Without pacemaker_remote, the possibilities for implementing the above use case have significant limitations:
The cluster stack could be run on the physical hosts only, which loses the ability to monitor resources within the guests.
A separate cluster could be on the virtual guests, which quickly hits scalability issues.
The cluster stack could be run on the guests using the same cluster as the physical hosts, which also hits scalability issues and complicates fencing.
With pacemaker_remote:
The physical hosts are cluster nodes (running the full cluster stack).
The virtual machines are guest nodes (running the pacemaker_remote service). Nearly zero configuration is required on the virtual machine.
The cluster stack on the cluster nodes launches the virtual machines and immediately connects to the pacemaker_remote service on them, allowing the virtual machines to integrate into the cluster.
The key difference here between the guest nodes and the cluster nodes is that the guest nodes do not run the cluster stack. This means they will never become the DC, initiate fencing actions or participate in quorum voting.
On the other hand, this also means that they are not bound to the scalability limits associated with the cluster stack (no 16-node corosync member limits to deal with). That isn’t to say that guest nodes can scale indefinitely, but it is known that guest nodes scale horizontally much further than cluster nodes.

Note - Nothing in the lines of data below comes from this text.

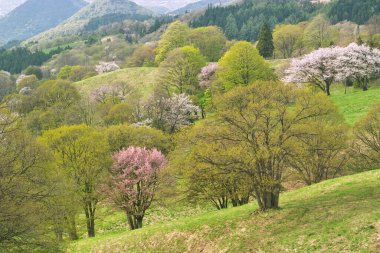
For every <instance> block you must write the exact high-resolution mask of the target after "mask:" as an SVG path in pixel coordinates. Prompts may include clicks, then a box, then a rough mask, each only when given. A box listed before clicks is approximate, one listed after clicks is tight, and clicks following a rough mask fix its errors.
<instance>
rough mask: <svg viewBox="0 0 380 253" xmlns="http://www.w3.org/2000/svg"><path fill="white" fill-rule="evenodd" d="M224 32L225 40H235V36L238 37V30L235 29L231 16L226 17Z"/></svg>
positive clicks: (235, 26) (234, 25) (238, 31)
mask: <svg viewBox="0 0 380 253" xmlns="http://www.w3.org/2000/svg"><path fill="white" fill-rule="evenodd" d="M225 32H226V35H227V38H229V39H233V38H237V36H238V35H239V29H238V27H237V23H236V19H235V17H234V16H233V15H232V14H230V15H228V17H227V22H226V27H225Z"/></svg>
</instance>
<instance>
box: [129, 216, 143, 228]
mask: <svg viewBox="0 0 380 253" xmlns="http://www.w3.org/2000/svg"><path fill="white" fill-rule="evenodd" d="M143 219H144V216H141V215H130V214H127V220H128V225H129V228H130V229H131V230H135V229H139V228H142V225H143Z"/></svg>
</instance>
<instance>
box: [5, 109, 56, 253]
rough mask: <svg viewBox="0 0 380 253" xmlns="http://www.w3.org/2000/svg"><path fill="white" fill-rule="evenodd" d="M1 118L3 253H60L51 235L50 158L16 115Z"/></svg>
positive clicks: (51, 194)
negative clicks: (50, 207) (50, 229)
mask: <svg viewBox="0 0 380 253" xmlns="http://www.w3.org/2000/svg"><path fill="white" fill-rule="evenodd" d="M0 115H1V119H0V132H1V135H0V192H1V194H0V221H1V226H0V251H1V252H46V251H58V250H59V249H57V248H56V247H55V246H54V243H53V241H52V238H51V237H50V235H49V232H50V229H49V219H50V214H51V213H50V210H49V207H48V205H47V202H48V201H49V199H50V198H51V196H52V192H51V191H52V189H53V187H51V186H52V185H51V184H50V181H49V179H50V174H49V171H50V159H49V157H48V155H47V153H46V150H45V149H44V147H43V146H41V145H40V144H38V143H37V142H36V140H35V139H34V138H33V137H31V136H30V135H29V134H28V132H27V131H26V129H24V128H23V127H22V126H21V124H20V121H19V119H17V118H16V117H15V116H14V114H11V113H9V112H8V111H6V110H4V109H3V108H1V109H0Z"/></svg>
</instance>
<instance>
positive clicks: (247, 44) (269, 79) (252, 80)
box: [217, 42, 275, 90]
mask: <svg viewBox="0 0 380 253" xmlns="http://www.w3.org/2000/svg"><path fill="white" fill-rule="evenodd" d="M217 76H218V81H219V82H220V83H221V84H222V85H223V87H224V89H225V90H229V89H231V88H233V87H235V86H247V85H249V84H252V82H253V81H255V80H272V79H275V75H274V73H273V71H272V69H270V67H269V65H268V63H267V62H266V61H265V59H264V58H263V57H262V56H260V54H259V52H258V51H257V49H256V48H255V47H254V46H253V45H252V44H251V43H249V42H238V43H236V44H235V45H233V46H232V47H231V49H230V50H229V51H227V52H226V54H225V55H224V56H223V57H222V59H220V61H219V68H218V71H217Z"/></svg>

Other than the quorum limitation, these guest nodes behave just like cluster nodes with respect to resource management. The cluster is fully capable of managing and monitoring resources on each guest node. You can build constraints against guest nodes, put them in standby, or do whatever else you’d expect to be able to do with cluster nodes. They even show up in crm_mon
output as nodes.
To solidify the concept, below is an example that is very similar to an actual deployment we test in our developer environment to verify guest node scalability:
16 cluster nodes running the full corosync + pacemaker stack
64 Pacemaker-managed virtual machine resources running pacemaker_remote configured as guest nodes
64 Pacemaker-managed webserver and database resources configured to run on the 64 guest nodes
With this deployment, you would have 64 webservers and databases running on 64 virtual machines on 16 hardware nodes, all of which are managed and monitored by the same Pacemaker deployment. It is known that pacemaker_remote can scale to these lengths and possibly much further depending on the specific scenario.